Fortune spoke exclusively with Intarcia CEO Kurt Graves, and learned some additional information.

Valuation: The new equity investment (Series EE) has a $3.5 billion pre-money valuation. That’s a significant boost from the $1.5 billion pre-money Intarcia received on its $200 million Series DD round in early 2014. But wait, says rhetorical reader, I thought Intarcia was valued at $5.5 billion? That figure was tied to the aforementioned royalty deal, signed in mid-2015. Per terms of the royalty arrangement, the investors will be entitled to 1.5% of Intarcia’s lead candidate sales (once it’s on the market), but the investors also have an option to return the royalty in exchange for equity at the $5.5 billion (post-money) figure.

History: Intarcia actually was founded in 1997, and initially focused on a cancer treatment that failed in Phase 3 clinical trials. It was recapitalized in 2006 and, in 2010, former Novartis executive Graves took the helm and refocused the company around diabetes.

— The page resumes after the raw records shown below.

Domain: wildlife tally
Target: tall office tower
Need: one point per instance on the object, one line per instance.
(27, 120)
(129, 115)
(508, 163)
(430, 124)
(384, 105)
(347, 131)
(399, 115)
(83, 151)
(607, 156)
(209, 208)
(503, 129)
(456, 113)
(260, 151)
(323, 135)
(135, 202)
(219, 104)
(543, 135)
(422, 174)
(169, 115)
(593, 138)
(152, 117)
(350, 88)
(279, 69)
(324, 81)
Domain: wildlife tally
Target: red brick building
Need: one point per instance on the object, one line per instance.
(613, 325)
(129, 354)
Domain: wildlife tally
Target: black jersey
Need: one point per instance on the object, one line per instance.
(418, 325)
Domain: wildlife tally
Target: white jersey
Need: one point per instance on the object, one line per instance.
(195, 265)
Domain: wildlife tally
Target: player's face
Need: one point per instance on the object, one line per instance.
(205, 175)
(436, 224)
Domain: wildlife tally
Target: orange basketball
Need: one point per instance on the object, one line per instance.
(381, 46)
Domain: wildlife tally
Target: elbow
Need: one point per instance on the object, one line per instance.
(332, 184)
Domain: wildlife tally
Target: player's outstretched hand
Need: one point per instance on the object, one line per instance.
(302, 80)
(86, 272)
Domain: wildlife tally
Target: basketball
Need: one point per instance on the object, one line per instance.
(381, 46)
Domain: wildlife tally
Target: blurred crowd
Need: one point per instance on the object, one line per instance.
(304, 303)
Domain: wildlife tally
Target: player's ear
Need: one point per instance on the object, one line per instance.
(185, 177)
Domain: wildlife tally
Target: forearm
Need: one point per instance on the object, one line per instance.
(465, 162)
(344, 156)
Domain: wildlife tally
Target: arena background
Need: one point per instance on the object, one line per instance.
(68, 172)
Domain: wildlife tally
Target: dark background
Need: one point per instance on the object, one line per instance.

Who did the deal? Baillie Gifford, a British mutual fund firm that recently has become active in pre-IPO investing, led the new investment. Other new backers include The Pritzker Organization and Luxin (China), while returning shareholders included Baupost, Fidelity Investments, Foresite Capital and RA Capital Management. Morgan Stanley served as placement agent.

Up next: Graves says that the subsequent close should bring the round total to between $500 million and $600 million (excluding the milestone payment), which would mean that it has around $1 billion of cash in the bank (at the high end). “We’re deep into conversations about the second tranche, and I wouldn’t be talking about it unless I thought we’d get it,” he adds.

That should bring the company through at least the first year of commercialization, with no additional equity financing expected until a possible IPO at the end of 2018. Unlike most VC-backed biotech companies, Intarcia is trying to maximize value by having its lead candidate in market before going public.